VEGF-C

Glioblastoma ranks among the most lethal cancers with current therapies offering only palliation. Paracrine vascular endothelial growth factor (VEGF) signaling has been targeted using anti-angiogenic agents, whereas autocrine VEGF/VEGF Receptor 2 (VEGFR2) signaling is poorly understood. Bevacizumab resistance of VEGFR2-expressing glioblastoma cells prompted interrogation of autocrine VEGF-C-VEGFR2 signaling in glioblastoma.
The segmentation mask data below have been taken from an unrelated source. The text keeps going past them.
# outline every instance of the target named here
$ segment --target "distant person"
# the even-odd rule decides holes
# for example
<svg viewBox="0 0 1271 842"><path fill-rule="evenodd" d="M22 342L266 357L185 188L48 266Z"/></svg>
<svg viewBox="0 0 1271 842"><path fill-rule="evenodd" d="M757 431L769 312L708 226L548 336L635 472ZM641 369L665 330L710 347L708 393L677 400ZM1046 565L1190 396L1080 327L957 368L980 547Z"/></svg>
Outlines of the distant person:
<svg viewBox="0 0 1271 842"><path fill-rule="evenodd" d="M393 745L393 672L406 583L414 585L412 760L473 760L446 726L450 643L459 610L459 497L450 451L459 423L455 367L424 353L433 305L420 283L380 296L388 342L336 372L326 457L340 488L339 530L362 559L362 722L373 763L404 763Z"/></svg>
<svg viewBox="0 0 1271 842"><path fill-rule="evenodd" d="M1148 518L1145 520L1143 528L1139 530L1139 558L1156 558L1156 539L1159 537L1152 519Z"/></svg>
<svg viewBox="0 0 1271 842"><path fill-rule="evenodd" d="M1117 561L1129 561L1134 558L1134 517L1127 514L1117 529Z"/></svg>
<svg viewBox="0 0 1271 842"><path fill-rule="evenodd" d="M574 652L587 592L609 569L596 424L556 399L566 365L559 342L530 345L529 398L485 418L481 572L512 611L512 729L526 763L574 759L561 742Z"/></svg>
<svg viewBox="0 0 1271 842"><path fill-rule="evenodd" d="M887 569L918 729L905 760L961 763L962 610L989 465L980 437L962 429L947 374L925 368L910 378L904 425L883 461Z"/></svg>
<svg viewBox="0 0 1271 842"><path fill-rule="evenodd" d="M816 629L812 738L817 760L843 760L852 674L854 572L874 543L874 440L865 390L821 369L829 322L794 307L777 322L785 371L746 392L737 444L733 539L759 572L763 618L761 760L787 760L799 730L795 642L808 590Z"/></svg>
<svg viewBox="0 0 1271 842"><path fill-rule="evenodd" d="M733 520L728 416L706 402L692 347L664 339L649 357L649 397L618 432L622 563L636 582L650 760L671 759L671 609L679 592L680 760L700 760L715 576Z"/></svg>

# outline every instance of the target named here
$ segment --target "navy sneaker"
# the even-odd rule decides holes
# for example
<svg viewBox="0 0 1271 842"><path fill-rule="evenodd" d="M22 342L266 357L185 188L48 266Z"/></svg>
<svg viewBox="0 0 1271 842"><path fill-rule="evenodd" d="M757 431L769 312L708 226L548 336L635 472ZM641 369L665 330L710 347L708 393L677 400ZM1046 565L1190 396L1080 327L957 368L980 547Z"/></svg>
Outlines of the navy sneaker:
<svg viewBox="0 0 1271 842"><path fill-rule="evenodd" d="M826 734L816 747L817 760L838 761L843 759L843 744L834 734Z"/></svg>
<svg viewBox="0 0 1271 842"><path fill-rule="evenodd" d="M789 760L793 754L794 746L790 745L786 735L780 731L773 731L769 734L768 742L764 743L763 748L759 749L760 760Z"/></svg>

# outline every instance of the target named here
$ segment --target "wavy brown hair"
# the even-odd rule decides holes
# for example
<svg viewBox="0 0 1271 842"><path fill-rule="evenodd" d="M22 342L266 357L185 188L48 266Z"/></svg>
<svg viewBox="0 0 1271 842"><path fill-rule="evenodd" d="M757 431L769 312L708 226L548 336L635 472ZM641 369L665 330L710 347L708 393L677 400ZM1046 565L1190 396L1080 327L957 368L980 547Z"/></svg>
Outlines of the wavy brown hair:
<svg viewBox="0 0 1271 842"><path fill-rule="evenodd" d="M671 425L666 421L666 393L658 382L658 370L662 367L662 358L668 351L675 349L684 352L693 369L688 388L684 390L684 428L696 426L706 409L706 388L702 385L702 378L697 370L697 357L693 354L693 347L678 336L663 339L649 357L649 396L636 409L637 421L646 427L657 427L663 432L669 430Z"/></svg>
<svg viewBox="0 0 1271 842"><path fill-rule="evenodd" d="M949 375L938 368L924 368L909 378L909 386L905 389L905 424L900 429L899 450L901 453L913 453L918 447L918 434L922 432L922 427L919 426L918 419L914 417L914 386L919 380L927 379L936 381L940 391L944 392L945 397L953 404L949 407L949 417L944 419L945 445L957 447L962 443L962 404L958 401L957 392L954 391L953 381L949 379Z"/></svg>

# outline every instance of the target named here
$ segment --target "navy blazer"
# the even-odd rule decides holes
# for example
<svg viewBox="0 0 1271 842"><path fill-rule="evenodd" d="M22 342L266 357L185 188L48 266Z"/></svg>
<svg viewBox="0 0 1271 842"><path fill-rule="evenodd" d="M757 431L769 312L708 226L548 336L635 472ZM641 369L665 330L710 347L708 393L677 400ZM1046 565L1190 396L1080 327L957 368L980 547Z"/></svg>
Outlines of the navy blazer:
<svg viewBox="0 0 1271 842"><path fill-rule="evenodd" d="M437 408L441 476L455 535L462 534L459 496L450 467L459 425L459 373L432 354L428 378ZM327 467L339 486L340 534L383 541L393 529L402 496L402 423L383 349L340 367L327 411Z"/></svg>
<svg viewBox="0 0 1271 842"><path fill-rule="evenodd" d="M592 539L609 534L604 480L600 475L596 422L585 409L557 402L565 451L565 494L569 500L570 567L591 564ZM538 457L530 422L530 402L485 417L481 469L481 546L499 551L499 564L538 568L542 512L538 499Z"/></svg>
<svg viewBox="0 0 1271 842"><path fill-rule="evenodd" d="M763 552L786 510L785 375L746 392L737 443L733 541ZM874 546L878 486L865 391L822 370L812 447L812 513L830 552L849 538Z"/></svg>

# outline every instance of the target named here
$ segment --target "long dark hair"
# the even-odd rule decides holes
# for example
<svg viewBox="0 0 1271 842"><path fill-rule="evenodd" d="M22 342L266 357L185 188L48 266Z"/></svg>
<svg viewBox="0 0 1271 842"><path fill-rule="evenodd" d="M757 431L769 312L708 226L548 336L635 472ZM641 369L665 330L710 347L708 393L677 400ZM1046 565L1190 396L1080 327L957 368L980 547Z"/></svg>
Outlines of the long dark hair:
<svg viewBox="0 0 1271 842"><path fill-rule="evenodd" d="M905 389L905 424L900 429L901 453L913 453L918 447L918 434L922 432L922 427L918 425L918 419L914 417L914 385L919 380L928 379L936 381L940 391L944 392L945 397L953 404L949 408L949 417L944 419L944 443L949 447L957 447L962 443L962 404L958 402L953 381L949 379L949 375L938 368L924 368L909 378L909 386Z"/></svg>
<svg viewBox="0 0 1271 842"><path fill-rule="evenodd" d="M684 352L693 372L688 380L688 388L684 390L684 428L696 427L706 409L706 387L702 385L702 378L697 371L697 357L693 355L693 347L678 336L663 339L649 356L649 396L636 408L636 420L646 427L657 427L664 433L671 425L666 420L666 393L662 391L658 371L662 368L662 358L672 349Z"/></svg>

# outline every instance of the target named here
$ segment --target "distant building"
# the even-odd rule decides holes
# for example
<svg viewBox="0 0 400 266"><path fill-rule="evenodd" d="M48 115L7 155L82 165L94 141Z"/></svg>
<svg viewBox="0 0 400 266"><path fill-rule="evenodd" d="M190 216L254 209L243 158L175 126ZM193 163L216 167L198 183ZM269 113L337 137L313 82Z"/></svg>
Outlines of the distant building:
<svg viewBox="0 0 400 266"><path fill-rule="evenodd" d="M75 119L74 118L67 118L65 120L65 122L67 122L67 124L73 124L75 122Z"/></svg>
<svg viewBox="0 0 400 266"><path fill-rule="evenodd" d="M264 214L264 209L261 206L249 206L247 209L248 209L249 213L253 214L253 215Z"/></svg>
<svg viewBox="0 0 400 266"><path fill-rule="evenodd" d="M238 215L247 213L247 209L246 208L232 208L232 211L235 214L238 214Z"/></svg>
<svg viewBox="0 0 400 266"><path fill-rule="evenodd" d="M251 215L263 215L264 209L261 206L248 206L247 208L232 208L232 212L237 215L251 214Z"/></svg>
METHODS: Autocrine VEGF-C/VEGFR2 signaling was functionally investigated using RNA interference and exogenous ligands in patient-derived xenograft lines and primary glioblastoma cell cultures in vitro and in vivo. VEGF-C expression and interaction with VEGFR2 in a matched pre- and post-bevacizumab treatment cohort were analyzed by immunohistochemistry and proximity ligation assay.

RESULTS: VEGF-C was expressed by patient-derived xenograft glioblastoma lines, primary cells and matched surgical specimens before and after bevacizumab treatment. VEGF-C activated autocrine VEGFR2 signaling to promote cell survival, whereas targeting VEGF-C expression reprogrammed cellular transcription to attenuate survival and cell cycle progression. Supporting potential translational significance, targeting VEGF-C impaired tumor growth in vivo, with superiority to bevacizumab treatment.

CONCLUSIONS: Our results demonstrate VEGF-C serves as both a paracrine and autocrine pro-survival cytokine in glioblastoma, promoting tumor cell survival and tumorigenesis. VEGF-C permits sustained VEGFR2 activation and tumor growth, where its inhibition appears superior to bevacizumab therapy in improving tumor control ¹⁾.